Any fence has its own limitations.  On many of the items listed above, Dodd-Frank grants significant rule-making discretion to regulators.  In one respect, it is fortunate that Congress chose not to micro-manage an incredibly complex system.   Even Barney Frank told NPR today, “”If you do it too inflexibly, you’re inviting the businesses to get around you. You need to give the regulators discretion. And people said, ‘What’s the guarantee that this discretion bodes well?’ And the answer is: In democracies, there are no guarantees.
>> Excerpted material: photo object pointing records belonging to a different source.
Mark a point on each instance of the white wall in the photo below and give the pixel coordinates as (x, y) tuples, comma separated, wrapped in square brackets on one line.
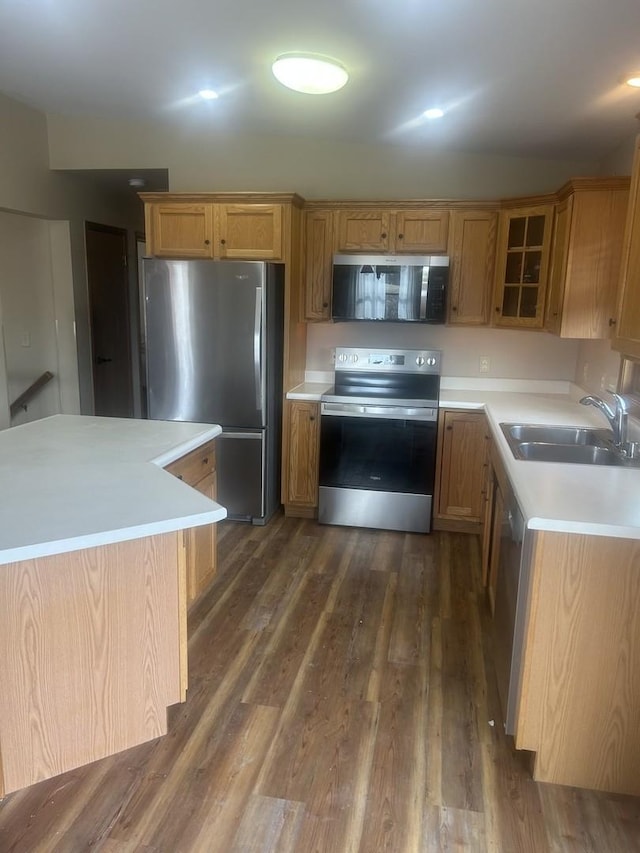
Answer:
[(28, 312), (200, 158), (29, 186)]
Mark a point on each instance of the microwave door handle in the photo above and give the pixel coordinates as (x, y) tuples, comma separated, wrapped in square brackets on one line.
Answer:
[(424, 289)]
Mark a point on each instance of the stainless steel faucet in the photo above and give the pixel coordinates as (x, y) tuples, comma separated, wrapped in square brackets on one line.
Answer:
[(617, 417)]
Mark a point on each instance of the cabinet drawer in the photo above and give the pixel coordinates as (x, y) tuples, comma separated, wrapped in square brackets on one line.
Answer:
[(195, 465)]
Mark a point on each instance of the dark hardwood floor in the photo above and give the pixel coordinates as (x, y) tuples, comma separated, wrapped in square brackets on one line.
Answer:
[(341, 700)]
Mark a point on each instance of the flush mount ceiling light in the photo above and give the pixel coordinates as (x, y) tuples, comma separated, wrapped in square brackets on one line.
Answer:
[(309, 73)]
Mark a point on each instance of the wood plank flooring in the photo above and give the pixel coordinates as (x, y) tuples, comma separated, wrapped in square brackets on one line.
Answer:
[(341, 699)]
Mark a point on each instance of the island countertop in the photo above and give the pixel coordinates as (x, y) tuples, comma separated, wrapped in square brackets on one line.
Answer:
[(71, 482)]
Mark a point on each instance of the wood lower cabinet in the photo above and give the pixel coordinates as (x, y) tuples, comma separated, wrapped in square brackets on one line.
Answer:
[(303, 456), (586, 256), (91, 655), (461, 468), (627, 321), (472, 249), (522, 266), (580, 684), (187, 229), (198, 469)]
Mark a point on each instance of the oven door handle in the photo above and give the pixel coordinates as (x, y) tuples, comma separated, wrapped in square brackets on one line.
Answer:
[(399, 413)]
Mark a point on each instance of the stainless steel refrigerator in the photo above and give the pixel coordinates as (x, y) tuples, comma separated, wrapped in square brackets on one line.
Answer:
[(213, 340)]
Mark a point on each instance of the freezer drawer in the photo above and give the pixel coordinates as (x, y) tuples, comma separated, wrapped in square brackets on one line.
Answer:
[(240, 462)]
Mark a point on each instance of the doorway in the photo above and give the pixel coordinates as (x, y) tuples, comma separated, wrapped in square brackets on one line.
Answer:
[(108, 287)]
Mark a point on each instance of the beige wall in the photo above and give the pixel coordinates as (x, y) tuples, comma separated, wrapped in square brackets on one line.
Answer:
[(512, 355), (199, 158)]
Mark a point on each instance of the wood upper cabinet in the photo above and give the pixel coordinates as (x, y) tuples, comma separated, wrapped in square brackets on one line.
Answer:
[(472, 246), (303, 455), (198, 469), (251, 231), (627, 328), (461, 470), (393, 230), (318, 225), (179, 230), (586, 256), (522, 262)]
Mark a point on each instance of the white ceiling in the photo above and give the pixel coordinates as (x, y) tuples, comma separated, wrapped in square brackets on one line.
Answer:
[(538, 78)]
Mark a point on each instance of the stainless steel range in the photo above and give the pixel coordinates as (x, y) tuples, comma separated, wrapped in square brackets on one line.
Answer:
[(378, 439)]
Elect good people.”

Might those regulators themselves become victims of “regulatory capture,” the co-opting of regulators by those they must regulate?  Much of the mentality of successful entrepreneurs and business people is aimed at surmounting obstacles in order to grow a business and fulfill its mission.  They will accept the laws and regulations as a constraint and then optimize within and around those bounds.  But the bounds are bounded: the regulations cannot anticipate the ingenuity of business people in the future.  I have sounded similar concerns before (see this, this, this, and this.) 

Above all, this legislation will not “fix” the problem of panics, crashes, and financial system instability.  The authors of The Squam Lake Report suggest that there may be no “fix”: “The economic hardships triggered by the World Financial Crisis have caused government officials and citizens around the world to demand regulatory reforms that will prevent financial crises.  There is no reasonable way to accomplish this goal.  Financial crises have recurred throughout modern history.  …We expect that financial crises will continue to happen for centuries into the future.  Our goal is not to prevent such crises but to reduce their frequency and severity.” [2]  Similarly, Roubini and Mihm wrote, “Far from being the exception, crises are the norm, not only in emerging but in advanced industrial economies.  Crises—unsustainable booms followed by calamitous busts—have always been with us, and with us they will always remain.” [3]

It is said that most dieters successfully lose some pounds—and eventually regain them.  For a person to shed weight and keep it off requires not merely the gimmick of the diet, but actually a transformation of one’s lifestyle, an internal discipline, a wall.  Most dieters aren’t willing to give up the way they used to live: too much food, too little exercise.  They circumvent the wall.  Like the overweight dieter, America is carrying too much debt, is running a negative trade balance, has huge fiscal deficits, and hopes that the dollar will continue to be the stable reserve currency of the world.  The Dodd-Frank Act may have some modest impact on our national health.  But in order for us to avoid the kind of financial instability we’ve just lived through, we’ll have to change our lifestyle: save more, consume and import less, retire later, and for a while, endure more unemployment and perhaps pay more taxes.  Whether Americans have the discipline for this is the main question.  Something there is that doesn’t love a wall.